Биография вечного дня - [12]
Они уехали, обезумевшие, мрачные, в битком набитом разболтанном грузовике с брезентовым верхом. Никто их не провожал — о бегстве они не сказали даже своим близким.
А Крачунов остался на «тонущем корабле». Он давно это решил. Поначалу в силу убеждения, что коренных перемен ждать не приходится: регенты на местах (слухи о том, будто была попытка заменить профессора Богдана Филова кем-то другим, оказались ложными), начальники тайных служб тоже на своих местах (его приятель только что разговаривал по телефону с самим Гешевым, а подполковник Савва Куцаров разъезжает по столице в фаэтоне), да и армия на месте (ее руководство не заменено, хотя после Багрянова и после Муравиева велись какие-то игры).
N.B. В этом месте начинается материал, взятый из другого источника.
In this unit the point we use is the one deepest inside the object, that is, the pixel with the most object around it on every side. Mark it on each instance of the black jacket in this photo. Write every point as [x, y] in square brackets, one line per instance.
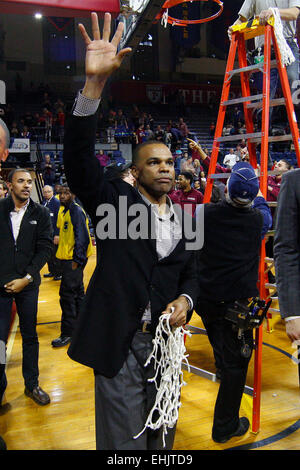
[33, 247]
[128, 273]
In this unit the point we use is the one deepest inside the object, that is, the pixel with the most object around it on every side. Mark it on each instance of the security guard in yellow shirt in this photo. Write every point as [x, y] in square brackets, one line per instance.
[73, 250]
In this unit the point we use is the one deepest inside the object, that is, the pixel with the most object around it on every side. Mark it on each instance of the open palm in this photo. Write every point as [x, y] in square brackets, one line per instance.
[101, 53]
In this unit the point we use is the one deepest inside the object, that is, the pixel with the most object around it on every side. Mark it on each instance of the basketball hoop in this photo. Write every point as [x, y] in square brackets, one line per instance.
[165, 18]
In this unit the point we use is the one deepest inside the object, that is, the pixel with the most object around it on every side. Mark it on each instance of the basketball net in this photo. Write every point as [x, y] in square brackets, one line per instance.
[168, 354]
[287, 56]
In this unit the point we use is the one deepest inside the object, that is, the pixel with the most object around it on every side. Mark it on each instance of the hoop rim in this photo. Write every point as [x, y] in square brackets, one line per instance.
[178, 22]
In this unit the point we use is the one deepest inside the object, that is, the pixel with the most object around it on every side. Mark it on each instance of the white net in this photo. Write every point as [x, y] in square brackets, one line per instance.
[287, 56]
[168, 354]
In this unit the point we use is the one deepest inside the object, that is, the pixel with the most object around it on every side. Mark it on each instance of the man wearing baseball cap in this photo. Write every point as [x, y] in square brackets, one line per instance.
[227, 272]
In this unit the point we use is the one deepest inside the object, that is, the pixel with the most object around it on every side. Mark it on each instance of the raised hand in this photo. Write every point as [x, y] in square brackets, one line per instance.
[101, 54]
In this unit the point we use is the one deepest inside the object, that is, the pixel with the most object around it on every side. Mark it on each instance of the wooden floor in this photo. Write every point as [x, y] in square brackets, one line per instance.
[68, 422]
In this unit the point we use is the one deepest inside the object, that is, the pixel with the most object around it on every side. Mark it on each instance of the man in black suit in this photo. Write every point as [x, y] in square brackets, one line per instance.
[138, 276]
[53, 205]
[25, 246]
[287, 253]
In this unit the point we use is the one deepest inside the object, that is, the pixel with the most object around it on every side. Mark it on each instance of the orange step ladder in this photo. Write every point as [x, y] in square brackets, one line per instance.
[242, 33]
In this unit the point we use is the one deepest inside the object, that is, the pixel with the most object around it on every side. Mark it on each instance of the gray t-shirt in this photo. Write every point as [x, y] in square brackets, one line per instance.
[251, 8]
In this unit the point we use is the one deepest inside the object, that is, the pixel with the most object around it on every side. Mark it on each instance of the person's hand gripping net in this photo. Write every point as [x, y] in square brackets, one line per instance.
[102, 58]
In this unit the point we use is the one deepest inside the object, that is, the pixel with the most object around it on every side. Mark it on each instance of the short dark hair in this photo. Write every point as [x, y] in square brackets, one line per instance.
[187, 176]
[16, 170]
[139, 148]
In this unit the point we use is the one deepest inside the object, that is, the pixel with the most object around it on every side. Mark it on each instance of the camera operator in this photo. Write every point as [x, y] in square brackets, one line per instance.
[228, 272]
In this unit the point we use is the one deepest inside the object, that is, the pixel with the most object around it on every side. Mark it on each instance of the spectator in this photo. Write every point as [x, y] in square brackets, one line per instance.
[274, 181]
[73, 250]
[183, 128]
[160, 134]
[53, 205]
[186, 196]
[149, 134]
[48, 171]
[230, 159]
[227, 273]
[3, 189]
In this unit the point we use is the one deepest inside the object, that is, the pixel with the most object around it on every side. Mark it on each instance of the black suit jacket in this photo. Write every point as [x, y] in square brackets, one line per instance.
[33, 247]
[287, 245]
[128, 273]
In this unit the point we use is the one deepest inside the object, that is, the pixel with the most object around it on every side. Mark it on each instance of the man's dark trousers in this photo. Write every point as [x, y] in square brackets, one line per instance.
[71, 295]
[227, 350]
[26, 303]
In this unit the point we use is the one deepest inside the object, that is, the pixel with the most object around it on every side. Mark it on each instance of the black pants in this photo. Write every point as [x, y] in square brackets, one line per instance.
[26, 303]
[71, 296]
[233, 366]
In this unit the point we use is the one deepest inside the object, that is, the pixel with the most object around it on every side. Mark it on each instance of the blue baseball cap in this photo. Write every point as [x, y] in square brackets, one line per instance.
[243, 184]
Потом он впадает в отчаяние, но не ищет выхода, не видя в этом смысла — мир все равно рушится, и ничего теперь не изменишь. Отчаяние лавиной обрушивается на него: Цанков со свитой улизнул в Вену; последние части гитлеровской армии, хоть и вооруженные до зубов, спешно отходят, спасаясь прежде всего от разъяренных болгар, озлобленных против вчерашних союзников; красные совсем распоясались, держатся нагло — средь бела дня могут пристукнуть.
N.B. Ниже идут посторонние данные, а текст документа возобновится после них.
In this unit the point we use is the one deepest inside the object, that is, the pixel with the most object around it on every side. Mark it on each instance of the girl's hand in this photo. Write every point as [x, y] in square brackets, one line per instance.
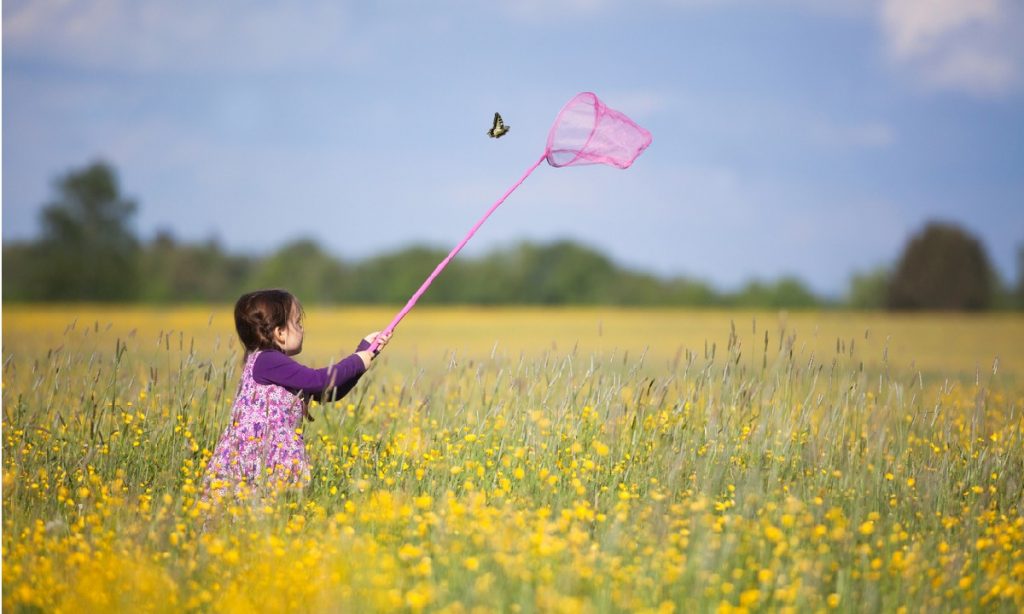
[381, 339]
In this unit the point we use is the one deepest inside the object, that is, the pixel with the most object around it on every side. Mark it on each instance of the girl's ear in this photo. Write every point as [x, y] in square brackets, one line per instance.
[279, 337]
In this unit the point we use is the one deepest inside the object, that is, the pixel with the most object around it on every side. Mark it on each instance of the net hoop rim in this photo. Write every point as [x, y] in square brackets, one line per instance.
[597, 104]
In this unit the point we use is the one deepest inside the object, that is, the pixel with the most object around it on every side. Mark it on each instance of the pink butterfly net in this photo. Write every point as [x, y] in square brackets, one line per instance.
[586, 131]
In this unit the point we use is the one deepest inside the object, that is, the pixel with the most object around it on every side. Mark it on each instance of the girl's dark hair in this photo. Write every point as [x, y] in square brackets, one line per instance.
[258, 313]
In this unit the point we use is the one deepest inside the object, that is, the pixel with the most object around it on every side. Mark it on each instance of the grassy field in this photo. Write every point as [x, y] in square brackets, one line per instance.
[578, 459]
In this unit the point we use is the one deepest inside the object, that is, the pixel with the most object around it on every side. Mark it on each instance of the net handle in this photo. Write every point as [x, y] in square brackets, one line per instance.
[423, 288]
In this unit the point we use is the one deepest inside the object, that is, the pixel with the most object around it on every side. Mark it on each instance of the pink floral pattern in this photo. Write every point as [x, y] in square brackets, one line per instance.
[263, 444]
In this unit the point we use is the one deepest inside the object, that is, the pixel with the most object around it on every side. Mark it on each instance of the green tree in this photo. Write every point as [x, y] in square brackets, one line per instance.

И вдруг наступает успокоение, глубокое и всеобъемлющее, будто в нем что-то раз и навсегда перегорело. Вскоре после того, как грузовик агентов Общественной безопасности во главе со Сребровым скрылся в направлении шоссе, ведущего к Софии, на столе Крачунова забренчал телефон — длинные, с короткими равными промежутками звонки.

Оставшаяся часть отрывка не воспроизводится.